Pensate che entrare in un museo, perfino in un museo italiano, non sia un problema? Beh, forse sarà così per voi, ma non certo per il sottoscritto: sono ormai due anni che faccio tentativi, ma per una ragione o per l'altra non mi riesce mai di visitare la Pinacoteca di Siena, meta ambita un po’ per le biccherne lorenzettiane, un po’ per Beccafumi (ora tanto di moda), un po’ anche per un noto ritratto cinquecentesco di Elisabetta I d'Inghilterra, giuntovi chissà per quali vie traverse, sul quale ha divagato a lungo Frances A. Yates nel suo libro su Astrea. Libro che - e qui arrivo finalmente al nocciolo - è una guida fondamentale per chi intenda cogliere lo spirito di questo romanzo di Moorcock. Dunque, Gloriana, ovvero Elisabetta I, ovvero Astrea, la vergine celeste. Celebrata dai poeti, da Sidney in particolare, durante l'età d'oro della letteratura inglese, inutilmente vagheggiata dai successori (Elizabeth and Leicester / Beating oars ... ). Ma Moorcock non è certo autore dalla commozione facile. E quindi c'è il mondo di Gloriana, gioiosamente pagano, con le sue feste in maschera, i balli, l'amore ed il sesso, ma c'è anche qualcosa di più oscuro che striscia al di sotto.
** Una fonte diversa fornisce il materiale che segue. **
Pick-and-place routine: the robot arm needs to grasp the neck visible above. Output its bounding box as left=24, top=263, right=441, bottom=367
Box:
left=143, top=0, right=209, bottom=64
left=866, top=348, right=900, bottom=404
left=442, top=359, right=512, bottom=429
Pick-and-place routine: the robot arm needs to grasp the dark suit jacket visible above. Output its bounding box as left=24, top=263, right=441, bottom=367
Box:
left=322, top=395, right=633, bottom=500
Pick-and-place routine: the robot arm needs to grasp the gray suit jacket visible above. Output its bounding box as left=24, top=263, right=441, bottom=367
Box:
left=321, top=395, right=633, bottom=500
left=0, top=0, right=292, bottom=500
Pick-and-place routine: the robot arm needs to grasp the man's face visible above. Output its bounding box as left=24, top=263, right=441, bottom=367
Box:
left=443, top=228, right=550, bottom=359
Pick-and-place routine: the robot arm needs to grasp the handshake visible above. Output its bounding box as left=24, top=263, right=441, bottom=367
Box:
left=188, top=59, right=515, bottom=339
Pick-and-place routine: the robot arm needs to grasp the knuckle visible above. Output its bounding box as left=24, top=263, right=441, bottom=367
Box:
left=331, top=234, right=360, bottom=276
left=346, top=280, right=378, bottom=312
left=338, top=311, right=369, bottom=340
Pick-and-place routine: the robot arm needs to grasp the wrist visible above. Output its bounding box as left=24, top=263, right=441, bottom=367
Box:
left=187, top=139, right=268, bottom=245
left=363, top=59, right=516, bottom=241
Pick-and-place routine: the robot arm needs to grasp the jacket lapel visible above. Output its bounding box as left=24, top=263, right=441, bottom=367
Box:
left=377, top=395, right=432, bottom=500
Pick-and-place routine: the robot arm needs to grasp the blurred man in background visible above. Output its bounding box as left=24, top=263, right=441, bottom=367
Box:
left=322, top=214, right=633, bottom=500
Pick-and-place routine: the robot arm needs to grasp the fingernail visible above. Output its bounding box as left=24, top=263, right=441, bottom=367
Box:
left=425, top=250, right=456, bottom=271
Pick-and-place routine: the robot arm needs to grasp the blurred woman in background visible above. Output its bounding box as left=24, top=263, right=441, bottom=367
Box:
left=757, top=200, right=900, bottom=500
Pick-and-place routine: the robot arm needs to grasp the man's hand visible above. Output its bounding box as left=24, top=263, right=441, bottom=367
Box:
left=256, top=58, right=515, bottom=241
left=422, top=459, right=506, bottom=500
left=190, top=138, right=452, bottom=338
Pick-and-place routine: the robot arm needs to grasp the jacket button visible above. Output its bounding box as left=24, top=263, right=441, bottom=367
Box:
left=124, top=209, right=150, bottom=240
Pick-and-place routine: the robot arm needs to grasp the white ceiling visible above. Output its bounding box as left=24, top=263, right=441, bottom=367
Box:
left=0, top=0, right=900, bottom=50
Il consenso del popolo forse è ottenuto attraverso metodi poco puliti, i custodi del potere forse non hanno la coscienza a posto ...
Certo, un'opera problematica, anche attuale.
Ma l'impostazione fantasy mi convince poco, anche in un autore che, con l'espediente del multiverso, s'è dato da fare per far crollare le barriere tra i mondi (e qui, di conseguenza, si ritrovano personaggi o comparse degli altri libri di Moorcock, quando non Hitler stesso, evocato dal mago di corte, un John Dee dalle robuste pulsioni sensuali). Insomma, nonostante quel che l’autore pensa, ad aver saputo utilizzare in modo intelligente gli stereotipi della fantasy non sono stati in molti - forse solo due o tre autori, con Delany in testa. E questo libro mi convince molto meno di quanto non facessero quelli di Jerry Cornelius.